Semi-automatic annotation of CFGs and treebanks with feature-structure information
Josef van Genabith, Dublin City University

ABSTRACT

In this talk I'll report on joint work with Louisa Sadler (U. of Essex), Anette Frank (XRCE Grenoble) and Andy Way (DCU).

Treebanks which encode higher-level feature structure, in addition to pure phrase structure information, are required as training resources for probabilistic unification grammars and data-driven parsing approaches. Manual construction of such treebanks is labour and cost intensive. As an alternative, one could envisage the construction of new or the scaling-up of existing unification grammars which can then be used to analyze corpora. However, scaling-up and grammar development is labour and cost intensive. What is more, even if a large-coverage grammar is available, typically, for each sentence in an input text it would come up with hundreds or thousands of candidate analyses from which a highly trained expert has to select.
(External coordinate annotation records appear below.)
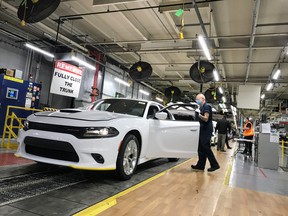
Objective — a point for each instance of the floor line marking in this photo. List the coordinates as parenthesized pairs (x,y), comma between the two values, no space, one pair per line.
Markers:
(229,170)
(262,172)
(111,201)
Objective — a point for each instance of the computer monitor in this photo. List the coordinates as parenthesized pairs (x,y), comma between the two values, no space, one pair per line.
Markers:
(12,93)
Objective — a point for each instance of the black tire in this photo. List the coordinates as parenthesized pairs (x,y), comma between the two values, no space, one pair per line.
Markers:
(128,156)
(173,159)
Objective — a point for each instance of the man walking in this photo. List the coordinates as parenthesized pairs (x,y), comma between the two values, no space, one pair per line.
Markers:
(222,127)
(204,116)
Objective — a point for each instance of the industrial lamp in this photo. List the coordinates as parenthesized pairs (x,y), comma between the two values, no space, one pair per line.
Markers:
(204,47)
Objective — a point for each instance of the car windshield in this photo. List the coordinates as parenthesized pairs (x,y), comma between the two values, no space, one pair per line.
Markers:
(123,106)
(182,112)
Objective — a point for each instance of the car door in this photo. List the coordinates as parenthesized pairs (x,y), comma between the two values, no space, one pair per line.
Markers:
(173,138)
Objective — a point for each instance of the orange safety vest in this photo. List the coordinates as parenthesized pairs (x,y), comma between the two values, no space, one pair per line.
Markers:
(248,132)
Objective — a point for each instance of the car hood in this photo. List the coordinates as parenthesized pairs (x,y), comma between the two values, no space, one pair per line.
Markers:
(87,115)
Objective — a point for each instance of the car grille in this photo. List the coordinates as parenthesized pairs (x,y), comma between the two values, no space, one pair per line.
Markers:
(75,131)
(50,149)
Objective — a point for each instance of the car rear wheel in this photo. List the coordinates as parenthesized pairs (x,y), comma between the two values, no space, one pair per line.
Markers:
(128,157)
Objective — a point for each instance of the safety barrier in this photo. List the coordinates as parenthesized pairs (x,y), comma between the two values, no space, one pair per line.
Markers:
(10,127)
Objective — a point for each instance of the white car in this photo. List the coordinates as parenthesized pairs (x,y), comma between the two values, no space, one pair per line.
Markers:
(115,134)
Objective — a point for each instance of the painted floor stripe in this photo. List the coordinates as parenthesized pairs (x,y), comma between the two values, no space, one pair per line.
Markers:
(111,201)
(229,170)
(262,172)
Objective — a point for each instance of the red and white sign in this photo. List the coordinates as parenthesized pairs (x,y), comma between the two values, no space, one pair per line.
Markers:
(66,79)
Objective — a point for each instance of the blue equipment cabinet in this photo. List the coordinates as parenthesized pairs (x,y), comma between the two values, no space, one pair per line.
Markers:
(17,92)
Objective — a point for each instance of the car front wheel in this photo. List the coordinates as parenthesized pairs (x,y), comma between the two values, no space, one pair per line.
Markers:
(128,157)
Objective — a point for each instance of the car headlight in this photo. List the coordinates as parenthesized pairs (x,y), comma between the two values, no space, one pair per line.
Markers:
(26,125)
(95,132)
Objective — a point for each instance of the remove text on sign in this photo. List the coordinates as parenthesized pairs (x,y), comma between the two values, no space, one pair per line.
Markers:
(66,79)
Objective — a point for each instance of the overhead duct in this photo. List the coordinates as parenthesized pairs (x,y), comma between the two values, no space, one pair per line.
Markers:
(46,29)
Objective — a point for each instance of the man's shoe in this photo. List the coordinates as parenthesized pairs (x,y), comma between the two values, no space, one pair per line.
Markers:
(211,169)
(196,167)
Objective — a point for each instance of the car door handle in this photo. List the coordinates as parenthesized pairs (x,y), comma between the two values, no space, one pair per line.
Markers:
(193,129)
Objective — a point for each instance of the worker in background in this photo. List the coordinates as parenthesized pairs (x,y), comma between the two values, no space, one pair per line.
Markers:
(248,133)
(204,116)
(223,126)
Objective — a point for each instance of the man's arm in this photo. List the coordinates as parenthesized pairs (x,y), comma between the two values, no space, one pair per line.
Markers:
(204,117)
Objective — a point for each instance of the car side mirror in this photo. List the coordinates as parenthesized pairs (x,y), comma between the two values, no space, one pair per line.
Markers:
(161,115)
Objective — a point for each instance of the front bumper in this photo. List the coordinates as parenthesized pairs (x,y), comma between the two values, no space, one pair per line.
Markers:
(67,150)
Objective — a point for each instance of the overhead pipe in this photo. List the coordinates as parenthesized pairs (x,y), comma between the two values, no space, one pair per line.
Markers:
(187,39)
(46,28)
(201,21)
(185,49)
(251,44)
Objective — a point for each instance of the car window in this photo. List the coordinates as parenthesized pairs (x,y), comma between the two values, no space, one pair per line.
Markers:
(130,107)
(182,112)
(151,111)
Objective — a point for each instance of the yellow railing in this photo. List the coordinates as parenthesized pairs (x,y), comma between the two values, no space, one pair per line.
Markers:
(10,128)
(283,147)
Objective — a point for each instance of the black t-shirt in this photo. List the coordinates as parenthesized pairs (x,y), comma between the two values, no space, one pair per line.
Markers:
(206,108)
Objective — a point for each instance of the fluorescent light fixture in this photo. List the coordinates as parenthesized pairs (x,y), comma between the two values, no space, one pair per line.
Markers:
(220,90)
(83,63)
(262,96)
(159,99)
(39,50)
(216,75)
(121,81)
(204,47)
(269,86)
(276,75)
(144,92)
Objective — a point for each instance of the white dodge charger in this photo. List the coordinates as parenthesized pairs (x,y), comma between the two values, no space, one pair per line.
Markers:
(113,134)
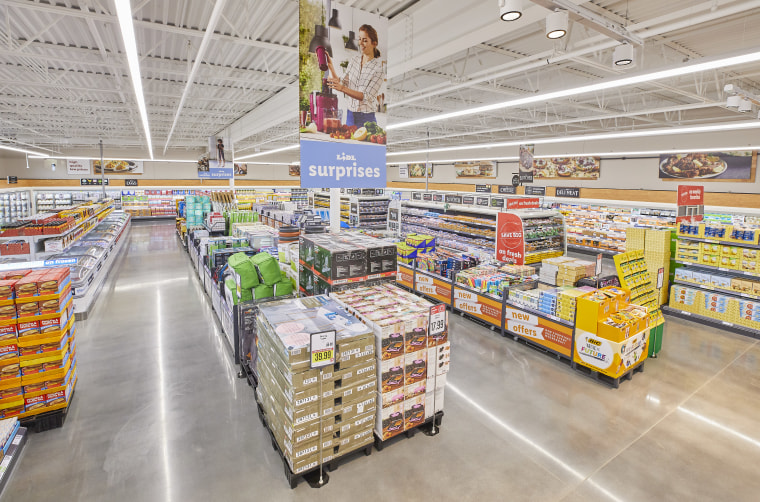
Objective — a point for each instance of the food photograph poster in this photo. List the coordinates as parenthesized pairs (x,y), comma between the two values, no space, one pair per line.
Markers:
(559,168)
(713,166)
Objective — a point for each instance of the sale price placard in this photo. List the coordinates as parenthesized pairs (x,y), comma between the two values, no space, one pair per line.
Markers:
(322,349)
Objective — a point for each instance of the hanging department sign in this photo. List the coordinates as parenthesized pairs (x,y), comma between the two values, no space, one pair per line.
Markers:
(510,240)
(78,166)
(342,139)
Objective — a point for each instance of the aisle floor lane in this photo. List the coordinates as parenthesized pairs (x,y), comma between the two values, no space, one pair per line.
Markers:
(159,415)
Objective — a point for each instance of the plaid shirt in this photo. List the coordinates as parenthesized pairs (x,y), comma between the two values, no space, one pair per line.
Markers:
(367,80)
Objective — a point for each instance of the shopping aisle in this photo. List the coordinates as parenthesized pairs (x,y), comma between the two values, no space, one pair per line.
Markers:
(159,415)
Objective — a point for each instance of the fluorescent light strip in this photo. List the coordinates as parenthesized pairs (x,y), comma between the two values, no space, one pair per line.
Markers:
(124,13)
(21,150)
(589,154)
(276,150)
(601,86)
(57,157)
(735,126)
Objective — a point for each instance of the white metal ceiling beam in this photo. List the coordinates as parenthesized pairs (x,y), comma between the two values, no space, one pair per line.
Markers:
(215,16)
(165,28)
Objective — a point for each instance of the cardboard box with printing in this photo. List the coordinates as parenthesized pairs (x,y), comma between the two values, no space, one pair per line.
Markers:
(414,412)
(390,421)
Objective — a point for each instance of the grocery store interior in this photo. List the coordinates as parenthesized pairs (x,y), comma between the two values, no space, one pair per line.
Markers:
(549,290)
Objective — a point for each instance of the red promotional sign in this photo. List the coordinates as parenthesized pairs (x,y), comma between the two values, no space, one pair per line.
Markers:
(691,200)
(523,203)
(510,240)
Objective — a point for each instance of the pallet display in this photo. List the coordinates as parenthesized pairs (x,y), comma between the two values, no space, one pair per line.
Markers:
(38,344)
(315,415)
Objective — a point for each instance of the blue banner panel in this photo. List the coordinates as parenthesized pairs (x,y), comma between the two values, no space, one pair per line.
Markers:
(326,164)
(212,170)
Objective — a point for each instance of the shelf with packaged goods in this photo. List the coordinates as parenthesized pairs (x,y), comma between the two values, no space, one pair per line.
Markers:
(713,289)
(711,321)
(731,271)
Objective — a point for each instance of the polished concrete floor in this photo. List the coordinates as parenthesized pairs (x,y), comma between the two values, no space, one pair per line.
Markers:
(159,415)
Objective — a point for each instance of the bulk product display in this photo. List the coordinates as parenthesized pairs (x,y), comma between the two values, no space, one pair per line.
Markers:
(14,206)
(51,233)
(635,277)
(330,262)
(719,283)
(509,299)
(413,355)
(600,228)
(37,345)
(150,203)
(315,415)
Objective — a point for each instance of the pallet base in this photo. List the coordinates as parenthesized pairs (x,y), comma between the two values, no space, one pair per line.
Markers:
(312,476)
(428,427)
(606,380)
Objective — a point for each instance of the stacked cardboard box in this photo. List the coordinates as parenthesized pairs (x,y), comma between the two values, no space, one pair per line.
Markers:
(412,363)
(315,414)
(37,342)
(550,268)
(330,262)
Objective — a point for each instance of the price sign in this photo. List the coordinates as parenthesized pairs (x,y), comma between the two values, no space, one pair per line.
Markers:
(437,320)
(322,349)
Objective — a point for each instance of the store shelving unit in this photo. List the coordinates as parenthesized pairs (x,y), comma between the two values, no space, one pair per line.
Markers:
(39,245)
(595,228)
(14,205)
(719,283)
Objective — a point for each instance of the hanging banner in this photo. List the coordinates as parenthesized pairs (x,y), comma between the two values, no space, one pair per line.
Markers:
(523,203)
(342,90)
(559,168)
(691,203)
(715,166)
(481,169)
(210,169)
(78,166)
(417,170)
(510,241)
(526,163)
(125,167)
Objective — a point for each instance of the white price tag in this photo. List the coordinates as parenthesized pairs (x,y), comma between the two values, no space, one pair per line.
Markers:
(437,320)
(322,349)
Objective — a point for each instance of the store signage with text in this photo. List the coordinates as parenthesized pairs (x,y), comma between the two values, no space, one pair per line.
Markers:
(433,287)
(523,203)
(510,240)
(691,202)
(541,331)
(405,276)
(572,193)
(340,165)
(78,166)
(531,190)
(478,306)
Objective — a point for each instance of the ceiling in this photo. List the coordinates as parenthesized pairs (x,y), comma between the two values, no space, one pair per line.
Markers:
(65,84)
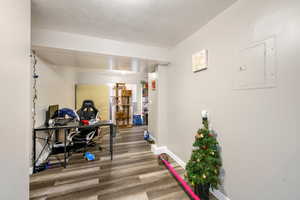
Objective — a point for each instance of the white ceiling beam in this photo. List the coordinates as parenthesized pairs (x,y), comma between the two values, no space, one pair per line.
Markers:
(62,40)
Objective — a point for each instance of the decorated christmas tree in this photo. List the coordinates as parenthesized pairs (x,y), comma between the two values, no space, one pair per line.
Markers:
(203,169)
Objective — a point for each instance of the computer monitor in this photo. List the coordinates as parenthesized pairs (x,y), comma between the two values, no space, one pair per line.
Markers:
(50,112)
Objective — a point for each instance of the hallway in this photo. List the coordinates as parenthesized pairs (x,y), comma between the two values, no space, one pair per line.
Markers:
(134,174)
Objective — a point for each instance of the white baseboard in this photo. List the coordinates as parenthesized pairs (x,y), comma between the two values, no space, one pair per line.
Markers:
(219,195)
(159,150)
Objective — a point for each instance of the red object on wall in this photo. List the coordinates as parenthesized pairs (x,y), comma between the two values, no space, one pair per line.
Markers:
(153,84)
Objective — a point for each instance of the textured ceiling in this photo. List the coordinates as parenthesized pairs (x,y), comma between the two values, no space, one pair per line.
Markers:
(87,60)
(152,22)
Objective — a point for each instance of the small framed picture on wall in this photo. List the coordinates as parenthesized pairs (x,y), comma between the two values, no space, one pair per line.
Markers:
(200,60)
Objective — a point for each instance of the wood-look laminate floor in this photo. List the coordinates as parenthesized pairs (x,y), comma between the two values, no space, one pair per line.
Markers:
(134,174)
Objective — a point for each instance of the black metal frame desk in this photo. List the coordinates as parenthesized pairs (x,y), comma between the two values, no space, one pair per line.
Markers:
(66,129)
We have developed an alternative method. The basic idea is simple: take an existing treebank, read off the CF-PSG following [Charniak,96], manually annotate it with f-structure annotations, provide macros for the lexical entries and then "reparse" the treebanked trees simply following the original c-structure annotations. During this reparsing process, the f-structure annotations are resolved, and an f-structure is produced. The process is deterministic if the annotations are, and to a large extent costly manual inspection of candidate analyses is avoided. In our current research we further automate the annotation process. In one approach we write annotation templates and compile them out over rule sets extracted from the treebank. In another approach we directly rewrite treebank entries into feature structures using templates. Some of the resources generated can be inspected at
http://www.compapp.dcu.ie/~away/Treebank/treebank.html